ST. CHARLES – U.S. Rep. Joe Walsh said he would decide by Monday whether he would run in the 8th Congressional District or in the 14th, where he would continue to face off against incumbent U.S. Rep. Randy Hultgren, R-Winfield.
“You’ll know soon enough what I’m going to do,” said Walsh, R-McHenry.
Walsh’s trademark town hall/campaign stop Saturday drew a standing-room-only crowd of more than 50 people in a dining room at the Colonial Restaurant on Main Street in St. Charles.
Walsh, a freshman Tea Party congressman who beat incumbent Democrat Melissa Bean by 291 votes, criticized the way the state’s Democratic majority redrew the districts, thrusting him and other Republicans in races against each other.
“Republicans have done the same darn thing in other states,” Walsh said. “I’m going to run where I live.”
Walsh has pledged that he would serve six years and be done, saying the problem with Washington politicians is, they forget about the people who sent them there.
“I’m an odd kind of a duck,” Walsh said. “I ran on a mission, I said ... I feel like I’m losing my country. I’m ticked off at Democrats and Republicans who have put us on a path where we’re bankrupting our kids and our grandkids ... and away I went. ... Both Republicans and Democrats have got us to where our country is, about to fall off a cliff.”
Walsh acknowledged losing his temper in other town hall sessions and advocated for civility.
At one point, when he asked if they wanted California Democrat Nancy Pelosi to be House Speaker again, a woman in the group called Pelosi a derogatory name. Walsh admonished her to be respectful.
Walsh said the fighting among Republicans and Democrats was worth it because the country is worth fighting for.
“We are on the cusp of losing this thing called America,” Walsh said. “I am a Tea Party conservative first and a Republican second.”

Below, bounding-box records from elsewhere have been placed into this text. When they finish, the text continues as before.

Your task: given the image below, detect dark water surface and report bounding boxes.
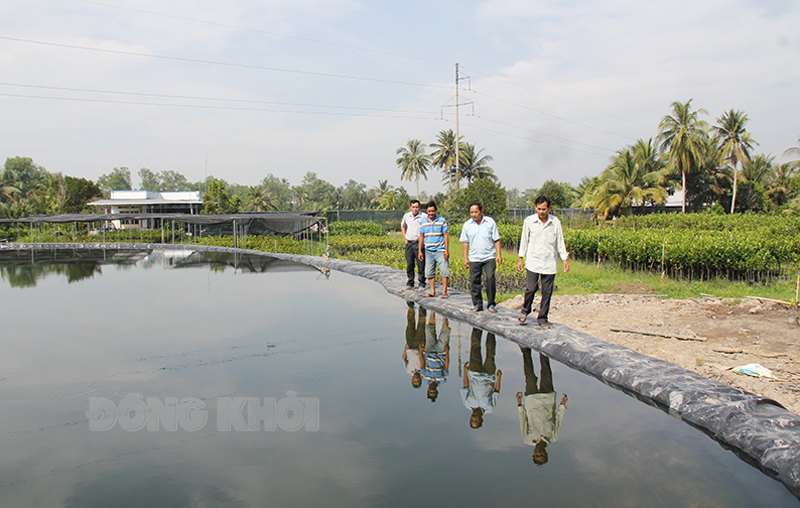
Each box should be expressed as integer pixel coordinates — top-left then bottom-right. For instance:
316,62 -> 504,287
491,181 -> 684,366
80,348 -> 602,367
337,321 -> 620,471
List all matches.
0,251 -> 798,507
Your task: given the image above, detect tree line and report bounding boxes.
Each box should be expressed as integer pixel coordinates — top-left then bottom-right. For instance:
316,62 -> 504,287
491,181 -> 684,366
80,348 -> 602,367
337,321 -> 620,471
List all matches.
524,99 -> 800,218
0,99 -> 800,219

“We all have different visions for America,” Walsh said. “There are about 20 of us in the House who are like me. ... If you sit where I sit politically, the name of the game has got to be to try to increase our ranks. If you ... just send status quo Republicans to Washington, you ain’t changing anything. On the other side, if you are scared to death with what we’re doing, the guys to get rid of are guys like me.”
On the issues, Walsh said he would say no to campaign finance reform, yes to tax reform, no to Obama health care, yes to a resolution on term limits, no to allowing members of Congress to do insider trading and yes to deregulation.
Walsh also took Hultgren to task for a recent campaign video on his website.
“Randy Hultgren put out a video last week, ‘The problem in Washington is, we need more civility,’ ” Walsh said, mimicking Hultren. “You always want to be kind of civil and respectful, but my God, right now we are fighting for the soul of this country. I don’t want to elect civil statesmen. I want to elect revolutionaries who will pick the side they’re on and respectfully – again – fight to save this country. ... Be glad we’re fighting.”
A spokesman from the Hultgren campaign did not respond to a request for comment.
After the town hall was over, St. Charles resident Earl Johnson, 83, said he hopes Walsh chooses to run in the 14th so he can vote for him.
“He’s my kind of guy, really,” Johnson said.
Judy Hossack, 70, St. Charles, said she also hopes Walsh runs in the 14th.
“I thought [the discussion] was very enlightening,” Hossack said. “It didn’t settle all of my questions, but I do feel that there are many like-minded people such as myself.”
Jim Cook, 77, of Streamwood, said he came to see if Walsh was as much a rascal as depicted in the media.
“But he’s not,” Cook said. “He has a lot of good ideas. Except that he is too conservative for my point of view. ... I have not voted for a Republican in all my life.”